TORONTO (Reuters) - Canada's main stock index fell on Monday to its lowest level in nearly eight weeks as worries about the global economic outlook and a strengthening U.S. dollar weighed on energy and materials shares.

The Toronto Stock Exchange's S&P/TSX composite index ended down 174.49 points, or 0.8%, at 21,011.89, its lowest closing level since March 1.

The benchmark has lost more than 5% since notching a record intraday high on April 5, getting pulled into a global stocks selloff on worries about aggressive interest rate hikes by the U.S. Federal Reserve, soaring inflation and the Ukraine crisis denting economic growth.

The primary concern for investors has become "the impact of rising rates and recession possibilities," said Steve Palmer, chief investment officer at AlphaNorth Asset Management.

The Bank of Canada will likely consider another half-percentage-point rate increase in its next policy decision, Governor Tiff Macklem said, though he did not rule out an even larger move.

The safe-haven U.S. dollar scaled two-year peaks as a wave of risk aversion hit global markets, while the Chinese yuan tumbled on growing worries of an economic slowdown in the world's second-largest economy.

A stronger U.S. dollar "is not good for commodity prices, particularly gold," Palmer said.

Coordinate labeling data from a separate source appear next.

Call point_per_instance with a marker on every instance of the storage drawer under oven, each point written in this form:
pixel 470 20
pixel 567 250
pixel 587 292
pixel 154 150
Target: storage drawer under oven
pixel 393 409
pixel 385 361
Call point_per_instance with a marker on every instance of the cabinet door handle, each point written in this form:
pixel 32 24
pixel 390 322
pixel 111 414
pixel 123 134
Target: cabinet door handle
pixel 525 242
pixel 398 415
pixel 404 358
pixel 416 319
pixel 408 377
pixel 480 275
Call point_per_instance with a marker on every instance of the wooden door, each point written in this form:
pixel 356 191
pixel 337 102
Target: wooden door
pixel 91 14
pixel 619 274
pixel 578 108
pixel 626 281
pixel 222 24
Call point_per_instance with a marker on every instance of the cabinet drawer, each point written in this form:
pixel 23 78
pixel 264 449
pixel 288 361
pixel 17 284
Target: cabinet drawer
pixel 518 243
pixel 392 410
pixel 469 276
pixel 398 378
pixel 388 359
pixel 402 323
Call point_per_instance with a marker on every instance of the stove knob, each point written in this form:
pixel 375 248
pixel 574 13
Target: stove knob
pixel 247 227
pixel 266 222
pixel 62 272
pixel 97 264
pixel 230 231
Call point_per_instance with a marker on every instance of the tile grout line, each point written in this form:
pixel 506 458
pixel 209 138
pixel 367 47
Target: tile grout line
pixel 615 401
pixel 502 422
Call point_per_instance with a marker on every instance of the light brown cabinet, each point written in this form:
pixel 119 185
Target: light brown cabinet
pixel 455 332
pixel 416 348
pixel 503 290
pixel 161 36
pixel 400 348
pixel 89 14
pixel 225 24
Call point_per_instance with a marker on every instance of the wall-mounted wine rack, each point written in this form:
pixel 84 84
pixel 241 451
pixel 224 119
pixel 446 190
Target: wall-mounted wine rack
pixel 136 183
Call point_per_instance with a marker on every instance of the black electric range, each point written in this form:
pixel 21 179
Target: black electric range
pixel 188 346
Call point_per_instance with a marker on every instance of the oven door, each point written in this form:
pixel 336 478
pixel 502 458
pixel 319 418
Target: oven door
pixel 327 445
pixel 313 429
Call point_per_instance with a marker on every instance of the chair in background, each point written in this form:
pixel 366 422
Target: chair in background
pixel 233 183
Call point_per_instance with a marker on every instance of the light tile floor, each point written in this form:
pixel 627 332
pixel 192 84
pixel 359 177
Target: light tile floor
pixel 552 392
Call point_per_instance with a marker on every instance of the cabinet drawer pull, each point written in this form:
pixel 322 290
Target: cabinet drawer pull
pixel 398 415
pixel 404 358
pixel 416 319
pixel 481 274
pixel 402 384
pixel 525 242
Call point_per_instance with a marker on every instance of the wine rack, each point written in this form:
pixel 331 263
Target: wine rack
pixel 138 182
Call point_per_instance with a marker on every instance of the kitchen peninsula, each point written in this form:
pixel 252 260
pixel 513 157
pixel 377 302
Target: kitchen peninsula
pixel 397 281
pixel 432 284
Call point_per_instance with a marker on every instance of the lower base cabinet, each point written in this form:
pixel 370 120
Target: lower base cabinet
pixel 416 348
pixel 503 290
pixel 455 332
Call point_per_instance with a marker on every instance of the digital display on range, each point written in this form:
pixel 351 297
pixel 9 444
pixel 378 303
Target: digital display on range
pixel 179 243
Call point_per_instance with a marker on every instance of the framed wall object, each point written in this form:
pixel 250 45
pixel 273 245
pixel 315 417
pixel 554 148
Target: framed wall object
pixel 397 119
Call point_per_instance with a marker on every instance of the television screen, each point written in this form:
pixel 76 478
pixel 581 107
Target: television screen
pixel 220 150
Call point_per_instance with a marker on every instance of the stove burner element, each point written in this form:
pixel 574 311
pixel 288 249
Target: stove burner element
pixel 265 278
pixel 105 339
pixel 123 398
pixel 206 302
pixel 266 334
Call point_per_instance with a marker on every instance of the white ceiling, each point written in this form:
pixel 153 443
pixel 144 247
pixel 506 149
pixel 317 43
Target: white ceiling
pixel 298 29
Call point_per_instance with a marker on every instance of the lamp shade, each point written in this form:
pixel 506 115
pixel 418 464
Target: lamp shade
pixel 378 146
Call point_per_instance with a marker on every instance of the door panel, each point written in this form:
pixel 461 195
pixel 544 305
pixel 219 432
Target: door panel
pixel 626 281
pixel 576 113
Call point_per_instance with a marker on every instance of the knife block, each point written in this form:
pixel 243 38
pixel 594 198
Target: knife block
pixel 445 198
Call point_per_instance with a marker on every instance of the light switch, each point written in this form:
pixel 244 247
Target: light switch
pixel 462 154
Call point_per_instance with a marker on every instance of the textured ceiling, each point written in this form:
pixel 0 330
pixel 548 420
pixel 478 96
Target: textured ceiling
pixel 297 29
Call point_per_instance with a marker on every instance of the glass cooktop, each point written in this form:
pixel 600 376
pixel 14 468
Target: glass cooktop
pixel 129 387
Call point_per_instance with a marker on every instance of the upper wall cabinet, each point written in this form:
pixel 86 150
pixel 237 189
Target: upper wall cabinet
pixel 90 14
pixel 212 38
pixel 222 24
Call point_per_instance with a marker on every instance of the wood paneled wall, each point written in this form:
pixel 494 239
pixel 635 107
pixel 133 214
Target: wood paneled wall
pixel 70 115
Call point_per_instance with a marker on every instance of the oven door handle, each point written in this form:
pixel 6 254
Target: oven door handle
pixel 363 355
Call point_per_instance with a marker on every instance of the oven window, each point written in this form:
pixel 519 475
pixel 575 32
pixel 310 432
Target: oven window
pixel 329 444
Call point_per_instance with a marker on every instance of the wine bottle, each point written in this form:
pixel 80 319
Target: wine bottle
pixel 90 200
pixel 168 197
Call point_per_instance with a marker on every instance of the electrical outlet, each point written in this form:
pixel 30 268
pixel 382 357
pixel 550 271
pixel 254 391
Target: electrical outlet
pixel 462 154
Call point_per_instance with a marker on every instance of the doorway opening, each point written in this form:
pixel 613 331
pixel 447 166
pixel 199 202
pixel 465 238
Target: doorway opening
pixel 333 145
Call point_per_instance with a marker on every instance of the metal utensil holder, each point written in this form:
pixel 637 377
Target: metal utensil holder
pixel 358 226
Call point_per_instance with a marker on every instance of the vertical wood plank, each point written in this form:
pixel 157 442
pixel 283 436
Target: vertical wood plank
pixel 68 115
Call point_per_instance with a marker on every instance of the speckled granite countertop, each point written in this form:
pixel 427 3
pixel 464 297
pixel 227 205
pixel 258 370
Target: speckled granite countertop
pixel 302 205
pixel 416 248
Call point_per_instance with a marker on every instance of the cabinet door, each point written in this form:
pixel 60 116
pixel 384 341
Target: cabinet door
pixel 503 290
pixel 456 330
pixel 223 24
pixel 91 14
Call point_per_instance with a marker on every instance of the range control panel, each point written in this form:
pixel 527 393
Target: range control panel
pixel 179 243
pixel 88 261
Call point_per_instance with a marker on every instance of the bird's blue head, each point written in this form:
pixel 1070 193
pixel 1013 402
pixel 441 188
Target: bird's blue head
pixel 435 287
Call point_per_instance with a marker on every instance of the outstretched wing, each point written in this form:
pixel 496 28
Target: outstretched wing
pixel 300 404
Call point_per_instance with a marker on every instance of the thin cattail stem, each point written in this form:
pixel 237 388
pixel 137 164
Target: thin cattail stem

Gold fell 1.7% to about $1,897 per ounce, while the materials group, which includes precious and base metals miners and fertilizer companies, lost 3.1%.

The energy group also ended 3.1% lower, pressured by sliding oil prices. U.S. crude oil futures settled 3.5% lower at $98.54 a barrel.

Among sectors that gained ground was technology. It advanced 2.3% along with gains for U.S. technology shares as social media giant Twitter agreed to be bought by billionaire Elon Musk.

Toy manufacturer Spin Master Corp jumped 6.6% after Bank of Montreal upgraded the stock to "outperform."